Materials and Methods

EST data mining

All human coding sequences were extracted from RefSeq mRNA database at NCBI (27,184 sequences). The dbEST database contained more than 5.6 million human ESTs (exceeding 3,009 million nucleotides in length). The dbEST libraries (7574) were manually annotated corresponding to the biomaterial of origin and ESTs were subdivided in the following seven classes: cancer tissues and cell lines (Y, 4466 libraries), normal tissues (N, 2621), cell lines of uncertain origin (C, 193), hyperplasia (B, 32), normal tissues associated to cancer lesions (A, 33), matched normal controls from cancer patients (M, 70) and undetermined origin (U, 159). Only the library with clear cut origin was used: i.e. 4466 cancer tissues and cell lines (Y) vs. 2621 normal tissues (N).

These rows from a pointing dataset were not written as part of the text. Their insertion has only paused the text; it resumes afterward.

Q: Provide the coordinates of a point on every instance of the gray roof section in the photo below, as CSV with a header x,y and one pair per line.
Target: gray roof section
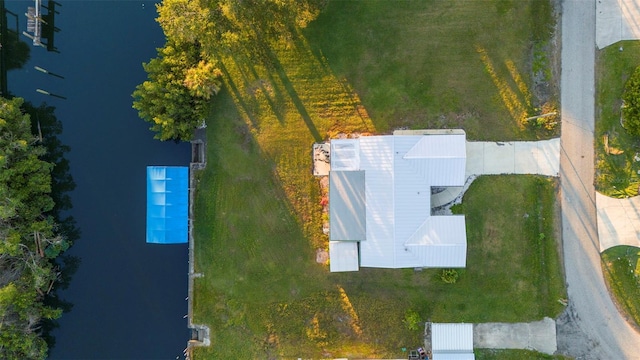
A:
x,y
347,206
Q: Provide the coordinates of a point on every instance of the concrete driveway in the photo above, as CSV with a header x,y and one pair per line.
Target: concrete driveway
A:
x,y
618,221
513,157
538,335
617,20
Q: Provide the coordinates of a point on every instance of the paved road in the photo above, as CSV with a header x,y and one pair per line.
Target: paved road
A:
x,y
591,328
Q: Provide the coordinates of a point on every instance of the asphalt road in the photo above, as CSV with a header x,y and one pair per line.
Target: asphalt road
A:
x,y
592,327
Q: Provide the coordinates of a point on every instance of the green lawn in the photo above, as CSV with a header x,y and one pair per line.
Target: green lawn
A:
x,y
616,175
485,354
258,216
622,272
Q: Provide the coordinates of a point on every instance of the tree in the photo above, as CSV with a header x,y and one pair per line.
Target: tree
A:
x,y
173,98
631,108
28,238
203,80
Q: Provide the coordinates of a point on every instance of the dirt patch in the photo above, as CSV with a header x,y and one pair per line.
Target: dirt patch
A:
x,y
572,340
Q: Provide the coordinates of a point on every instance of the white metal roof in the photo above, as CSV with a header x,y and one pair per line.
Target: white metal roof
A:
x,y
453,356
452,338
347,205
343,256
345,155
399,173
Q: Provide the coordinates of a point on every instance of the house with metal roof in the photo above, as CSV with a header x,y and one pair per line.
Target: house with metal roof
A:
x,y
380,201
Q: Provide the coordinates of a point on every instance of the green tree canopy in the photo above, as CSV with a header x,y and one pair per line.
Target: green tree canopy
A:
x,y
28,239
173,97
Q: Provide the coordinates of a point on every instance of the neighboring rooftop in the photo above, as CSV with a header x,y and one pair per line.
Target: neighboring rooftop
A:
x,y
380,201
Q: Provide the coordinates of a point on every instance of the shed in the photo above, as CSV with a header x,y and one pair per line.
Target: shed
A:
x,y
343,256
451,338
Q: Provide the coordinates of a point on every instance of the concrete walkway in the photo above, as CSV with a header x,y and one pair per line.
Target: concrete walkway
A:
x,y
617,20
539,336
618,221
514,157
504,157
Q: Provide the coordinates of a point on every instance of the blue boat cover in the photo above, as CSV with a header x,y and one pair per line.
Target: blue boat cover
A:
x,y
167,204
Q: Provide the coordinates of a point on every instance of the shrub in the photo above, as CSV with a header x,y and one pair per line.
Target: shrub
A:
x,y
449,276
412,320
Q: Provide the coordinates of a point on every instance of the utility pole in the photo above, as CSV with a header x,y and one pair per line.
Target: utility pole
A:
x,y
44,92
48,72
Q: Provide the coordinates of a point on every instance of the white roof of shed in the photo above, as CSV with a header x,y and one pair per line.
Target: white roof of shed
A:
x,y
399,173
452,338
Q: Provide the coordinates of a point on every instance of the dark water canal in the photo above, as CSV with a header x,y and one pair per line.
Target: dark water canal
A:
x,y
128,296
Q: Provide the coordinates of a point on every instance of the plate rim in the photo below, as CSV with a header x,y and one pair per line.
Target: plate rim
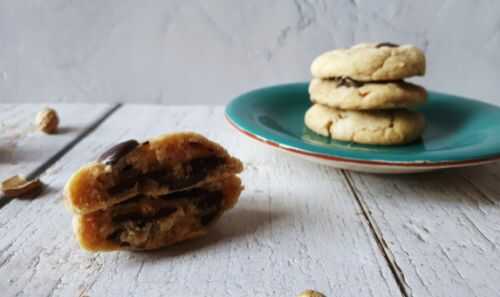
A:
x,y
332,157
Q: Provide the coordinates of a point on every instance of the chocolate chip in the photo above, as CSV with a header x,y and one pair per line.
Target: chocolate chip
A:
x,y
141,219
386,44
115,153
209,207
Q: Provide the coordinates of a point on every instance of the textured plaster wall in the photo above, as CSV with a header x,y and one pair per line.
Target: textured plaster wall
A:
x,y
206,52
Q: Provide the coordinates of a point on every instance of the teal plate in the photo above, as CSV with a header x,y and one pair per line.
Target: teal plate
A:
x,y
460,132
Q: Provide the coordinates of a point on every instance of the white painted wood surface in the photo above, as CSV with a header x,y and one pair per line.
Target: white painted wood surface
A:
x,y
23,148
297,226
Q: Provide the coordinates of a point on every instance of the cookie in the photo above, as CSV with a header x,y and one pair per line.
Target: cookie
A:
x,y
371,62
344,93
382,127
147,223
169,163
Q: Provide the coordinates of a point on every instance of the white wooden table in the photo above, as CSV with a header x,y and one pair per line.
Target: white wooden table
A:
x,y
297,226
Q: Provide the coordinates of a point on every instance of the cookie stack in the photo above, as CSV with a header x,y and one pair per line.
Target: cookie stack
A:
x,y
359,94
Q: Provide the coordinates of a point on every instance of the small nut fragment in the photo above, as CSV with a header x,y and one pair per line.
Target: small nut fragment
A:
x,y
18,187
47,121
311,293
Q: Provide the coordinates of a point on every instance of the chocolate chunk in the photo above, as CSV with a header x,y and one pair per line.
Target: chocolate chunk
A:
x,y
115,153
209,207
348,82
128,179
141,219
386,44
197,170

Tissues associated (A) or matched (M) to cancer, benign tumors (B) and other cell lines (C) were not used. The coding sequences for each RefSeq entry were aligned against the human dbEST database by using BLAST. The Cancer Mutome MySQL database was populated with a total of 43,965,904 mismatches and gaps extracted from 3,839,543 alignments. Perl was used to develop all the scripts and implement the system. BioPerl was used for the BLAST procedure and parsing. BLAST parameters were set to default (expect = 1E-21) with the exception of recovering up to a maximum of 500 alignments for each query.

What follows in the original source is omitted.